Hoje (2 de abril de 2014) faz exatamente um ano que o mundo do cinema perdeu um dos seus nomes mais atuantes: o mítico Jess Franco. Nascido Jesus Franco Manera em Madrid, Espanha, em 1930, ele teria dirigido, segundo o IMDB, 201 filmes, mas o número pode ser muito maior devido à quantidade de versões existentes de um mesmo filme (versão do diretor, versão do produtor, versão com sexo explícito enxertado) e também pelo expressivo total de projetos não-concluídos ou nunca lançados por problemas diversos.

Jess Franco iniciou-se artisticamente com música (foi trompetista e pianista) e teatro (foi ator e diretor), mas não demorou para encontrar sua vocação no cinema, primeiro como compositor, depois como assistente de outros cineastas, e finalmente como diretor, roteirista e compositor da trilha (ufa!) do seu primeiro filme, "Tenemos 18 Años" (1959).

A essa altura, ele estava com 29 anos e, por motivos até hoje desconhecidos, havia sido expulso do Instituto de Investigaciones y Experiencias Cinematográicas (IIEC), após apenas dois anos de curso. O fato de ter se tornado um dos diretores de maior filmografia da história certamente foi um belo tapa na cara dos antigos mestres...

Ironicamente, Jess trazia no seu próprio nome o de dois personagens que não lhe foram muito simpáticos durante sua longa trajetória: Jesus, para alguém que o Vaticano chamou de "o diretor mais perigoso do mundo" (junto com Luis Buñuel), e Franco, sendo que ele foi perseguido e censurado durante a ditadura do General Francisco Franco na Espanha (entre 1939 e 1975), e teve que abandonar o próprio país em que nascera para poder trabalhar em paz.


Jess, o homem que viveu e respirou cinema: "Me aposentar? Eu não vou me aposentar! Eu vou me aposentar no dia em que eu morrer", prometeu em entrevista a site norte-americano em 2009. Dito e feito: "Revenge of the Alligator Ladies", seu último filme, foi lançado seis meses depois de sua morte, em outubro de 2013!


Ao longo das próximas cinco décadas, o incansável Jess desbravou a Europa dirigindo filmes de baixíssimo orçamento, mas com um apuro visual e narrativo que se tornaria sua marca registrada. Trabalhou com praticamente todos os gêneros, dos filmes de horror ao pornô, muitas vezes mesclando ambos num mesmo trabalho (no que alguns pesquisadores chamam de "horrotica"), e sempre emendando uma produção na outra. Em alguns anos, chegou a dirigir mais de 10 filmes!

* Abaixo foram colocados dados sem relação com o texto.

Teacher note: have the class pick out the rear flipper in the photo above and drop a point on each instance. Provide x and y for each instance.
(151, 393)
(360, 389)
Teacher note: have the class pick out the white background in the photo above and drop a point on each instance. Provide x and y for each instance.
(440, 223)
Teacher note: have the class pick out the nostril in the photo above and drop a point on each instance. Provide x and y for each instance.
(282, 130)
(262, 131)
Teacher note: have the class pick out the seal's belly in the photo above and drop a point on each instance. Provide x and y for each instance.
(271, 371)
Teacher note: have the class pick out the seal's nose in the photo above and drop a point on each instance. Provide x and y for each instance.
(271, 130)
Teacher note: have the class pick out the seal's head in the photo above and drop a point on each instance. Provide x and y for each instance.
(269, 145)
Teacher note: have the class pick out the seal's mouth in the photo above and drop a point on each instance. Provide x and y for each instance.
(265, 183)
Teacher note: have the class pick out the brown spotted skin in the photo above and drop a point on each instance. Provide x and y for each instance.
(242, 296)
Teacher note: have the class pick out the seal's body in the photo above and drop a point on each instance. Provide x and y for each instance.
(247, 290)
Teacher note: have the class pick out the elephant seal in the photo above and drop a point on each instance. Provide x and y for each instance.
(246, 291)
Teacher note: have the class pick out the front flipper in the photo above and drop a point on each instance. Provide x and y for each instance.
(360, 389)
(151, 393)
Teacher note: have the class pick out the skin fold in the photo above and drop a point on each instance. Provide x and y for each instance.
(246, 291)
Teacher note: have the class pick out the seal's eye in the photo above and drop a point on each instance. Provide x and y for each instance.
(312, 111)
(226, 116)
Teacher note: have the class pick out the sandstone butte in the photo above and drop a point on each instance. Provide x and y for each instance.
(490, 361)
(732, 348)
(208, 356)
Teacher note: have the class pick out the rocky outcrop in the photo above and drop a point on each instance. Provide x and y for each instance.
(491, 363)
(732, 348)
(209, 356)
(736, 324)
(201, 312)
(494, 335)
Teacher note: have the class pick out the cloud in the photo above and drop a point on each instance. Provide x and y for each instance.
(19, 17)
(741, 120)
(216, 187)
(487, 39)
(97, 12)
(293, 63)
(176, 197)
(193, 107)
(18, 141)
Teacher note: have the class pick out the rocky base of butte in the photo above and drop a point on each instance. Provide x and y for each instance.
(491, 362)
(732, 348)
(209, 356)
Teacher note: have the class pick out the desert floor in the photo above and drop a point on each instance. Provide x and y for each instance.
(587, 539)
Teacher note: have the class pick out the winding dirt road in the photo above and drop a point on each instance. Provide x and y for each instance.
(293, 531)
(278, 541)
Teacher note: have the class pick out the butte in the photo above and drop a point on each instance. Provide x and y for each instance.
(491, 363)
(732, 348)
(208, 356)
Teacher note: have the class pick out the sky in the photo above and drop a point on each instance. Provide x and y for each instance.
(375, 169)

Neste meio século de trajetória, Jess só não fez faroestes. Em compensação, dirigiu cenas adicionais para um filme do Zorro assinado por Marius Lesoeur em 1975, e também escreveu roteiros para dois filmes de El Coyote dirigidos por Joaquín Luis Romero Merchant nos anos 50. Logo, nem mesmo nesse gênero ele deixou de se aventurar!

Se Jess Franco hoje é "cult", até uns 15 anos atrás a história era diferente: confessar-se fã do diretor em um grupo de cinéfilos era o mesmo que dizer que você estava com AIDS, lepra e tuberculose AO MESMO TEMPO. Geralmente, todos davam aquele sorrisinho amarelo, meio sem jeito, e te deixavam de lado, fora da conversa.

Eu mesmo já senti este preconceito ao confessar publicamente que Jess Franco era um dos meus diretores preferidos numa comunidade de cinema dos tempos do Orkut. A partir de então, alguns usuários passaram a descartar imediatamente qualquer opinião minha sobre qualquer filme justificando com algo do tipo "Ah, mas você gosta até dos filmes do Jess Franco".


Franco (centro) em ação: "Eu fiz alguns filmes interessantes, ou mais ou menos bonitos. Mas nunca fiz nada grande o suficiente, do meu ponto de vista. Grande como John Ford ou algo assim".


Felizmente, o tempo fez justiça à obra do espanhol, principalmente quando diretores consagrados como Quentin Tarantino (lá fora) e Carlos Reichenbach (aqui) começaram a falar bem de Jess Franco, forçando aquela mesma geração que antes o condenava apenas pela "fama" a procurar seus filmes para ver o que havia de tão especial (ou não) neles. Muito crítico de cinema metido também acabou dando a mão à palmatória.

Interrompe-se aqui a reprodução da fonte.